『ゆ組』の目的。
※友人からのリクエストにより、もう少しだけ自己満足の世界を覗いた物語を投稿させて頂きます。超暇な時間がおありでしたら、時間潰しに読まれてみて下さい。
主人公達の最後となった戦いからわずか一年。川上が築き上げたのは『市』であった。そこには、これまで登場してきた様々な人達が集い、各々の生活を始めるのであった。そんな中、主人公達にまたまた不穏な空気が!?
『伊町マンション』が完成したのは、今から一週間前だ。既に何組かの世帯がここでの生活を始めている。ボク達もここに越して来ようかとしたのだが、この街で最初から住んでいる家がある為、そこが良いと言う洋子さんの意見で諦めた。

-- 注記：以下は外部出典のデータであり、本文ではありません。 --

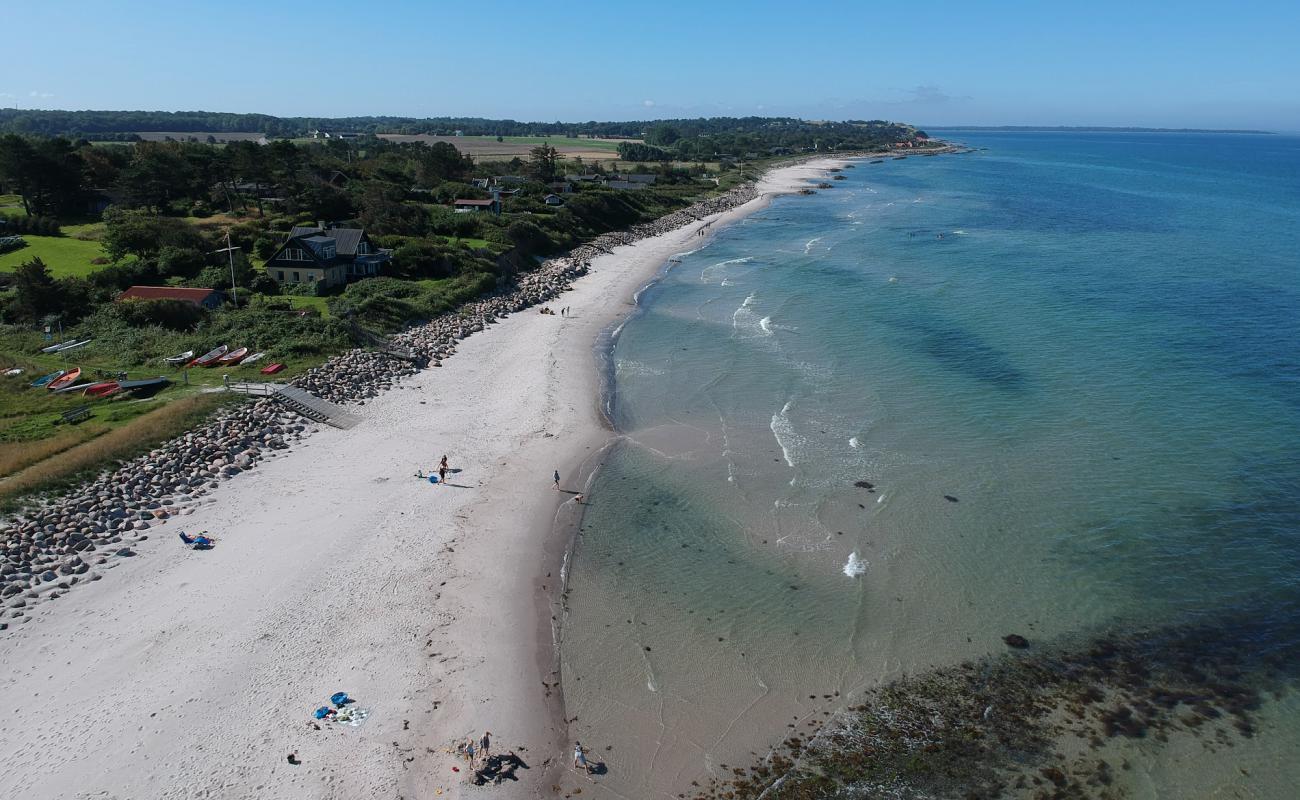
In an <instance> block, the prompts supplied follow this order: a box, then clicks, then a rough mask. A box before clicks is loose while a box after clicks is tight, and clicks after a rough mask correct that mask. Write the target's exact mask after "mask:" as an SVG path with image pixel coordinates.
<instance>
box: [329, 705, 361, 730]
mask: <svg viewBox="0 0 1300 800" xmlns="http://www.w3.org/2000/svg"><path fill="white" fill-rule="evenodd" d="M369 715H370V709H359V708H356V706H355V705H348V706H343V708H341V709H339V710H338V713H335V714H334V718H333V719H330V722H337V723H338V725H346V726H348V727H357V726H359V725H361V723H363V722H365V718H367V717H369Z"/></svg>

少しマンションに憧れがあったのだが仕方がない。ボロいアパートにしか、住んだ事がなかったせいか、凄く高い場所からの景色を見たいだけだった。
「伊町さん、洋子さん、本当にありがとうございます。家族皆んなで感謝しているんですよ。特にお義母さんは伊町さんの事を褒めちぎっていました。」
そうお礼を言ってきたのは、宿の街で知り合い、ご主人の暴力から逃げ出してきた佐々木さんだ。あの頃と比べて、笑顔が良く見られる程明るくなっていた。

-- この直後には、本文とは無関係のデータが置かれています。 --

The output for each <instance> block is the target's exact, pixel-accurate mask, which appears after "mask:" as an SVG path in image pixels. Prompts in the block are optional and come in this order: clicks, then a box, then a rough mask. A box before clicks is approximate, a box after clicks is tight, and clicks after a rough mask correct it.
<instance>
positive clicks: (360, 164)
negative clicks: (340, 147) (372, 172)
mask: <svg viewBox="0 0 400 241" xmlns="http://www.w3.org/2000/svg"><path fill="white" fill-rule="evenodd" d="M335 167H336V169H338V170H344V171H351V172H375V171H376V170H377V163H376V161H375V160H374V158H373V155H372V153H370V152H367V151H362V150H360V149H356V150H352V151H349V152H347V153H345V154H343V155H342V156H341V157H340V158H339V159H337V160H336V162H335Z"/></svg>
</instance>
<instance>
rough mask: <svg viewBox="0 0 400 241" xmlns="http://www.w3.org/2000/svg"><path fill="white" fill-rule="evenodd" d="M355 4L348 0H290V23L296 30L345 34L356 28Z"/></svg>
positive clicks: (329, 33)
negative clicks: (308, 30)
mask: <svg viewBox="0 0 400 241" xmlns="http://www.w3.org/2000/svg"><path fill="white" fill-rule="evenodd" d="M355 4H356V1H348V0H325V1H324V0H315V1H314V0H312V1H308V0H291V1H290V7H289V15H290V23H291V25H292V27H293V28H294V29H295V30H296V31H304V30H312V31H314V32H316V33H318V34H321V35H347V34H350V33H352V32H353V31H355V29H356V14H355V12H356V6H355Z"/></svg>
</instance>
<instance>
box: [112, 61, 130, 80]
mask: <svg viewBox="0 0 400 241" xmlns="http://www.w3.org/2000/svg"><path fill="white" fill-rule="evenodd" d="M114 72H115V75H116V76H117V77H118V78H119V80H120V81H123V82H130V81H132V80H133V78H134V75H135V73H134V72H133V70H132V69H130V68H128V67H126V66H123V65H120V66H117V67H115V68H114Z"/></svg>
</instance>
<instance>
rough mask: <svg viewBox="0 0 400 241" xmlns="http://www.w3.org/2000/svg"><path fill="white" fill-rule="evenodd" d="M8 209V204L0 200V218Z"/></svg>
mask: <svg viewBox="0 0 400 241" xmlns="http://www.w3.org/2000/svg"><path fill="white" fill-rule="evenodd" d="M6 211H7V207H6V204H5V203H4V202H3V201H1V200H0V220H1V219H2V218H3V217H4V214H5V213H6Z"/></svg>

「いえいえ、お役に立てたのなら嬉しいですよ。……、ちょ、ちょっと近いですお婆ちゃん…。」
佐々木さんにそう答えているところに、義母の『タケ子』さんが歩み寄ってきていた。しかも目線の高さを合わせたいのか、低い脚立まで用意してだ。顔が近い上に無言で、尖らせた口を寄せてくるのは止めて頂きたい。手際よく洋子さんが引き剥がしてくれたが、まだ脚をバタつかせている佐々木の婆ぁさん。
「い〜ま〜ち〜、ワシの伊町が〜ぁ、こりゃ娘!離しぇ〜!……。」
「す、すみません、ウチの義母がご迷惑を。伊町さんのファンなので。」
「あ…、いえ…、ハハハハ…。」
毎度のことだが、この佐々木の婆ぁさんは、ボクの唇を奪おうと、日々色々な手を使ってトライしてくる。洋子さんも慣れてしまい、最近では、剥がして除去する手際も良くなった。害虫駆除業者顔負けだ。
引っ越しの片付けが残っていると言う佐々木さん一家は、ボク達に再度お礼の言葉を告げて、マンションの中へと入っていった。
「稜くん、まだマンションの事考えているの?私は稜くんと二人っきりのあの家が好き。」
「ん…、ああ、ここじゃノイジーを置いておけないしね。というか、違う事考えてたんだよね。」
ボーッと考え事をしていたボクに、洋子さんがそう尋ね、正直な気持ちをぶつけてくれた。しかし、ボクが考えていたのは、ゆうこさん達の行方だ。
戦いが終わった後の数日間はこの街にいたのだが、『ゆ組」の連中を率いて突然街を出て行ってしまったのだ。勿論、不満に思わせる様な事は、ボクの知る限りでは無かったはずだ。洋子さんがこの事について、一切語らなくなったので、ボクからも、話しに出てこない様にと気を回していた。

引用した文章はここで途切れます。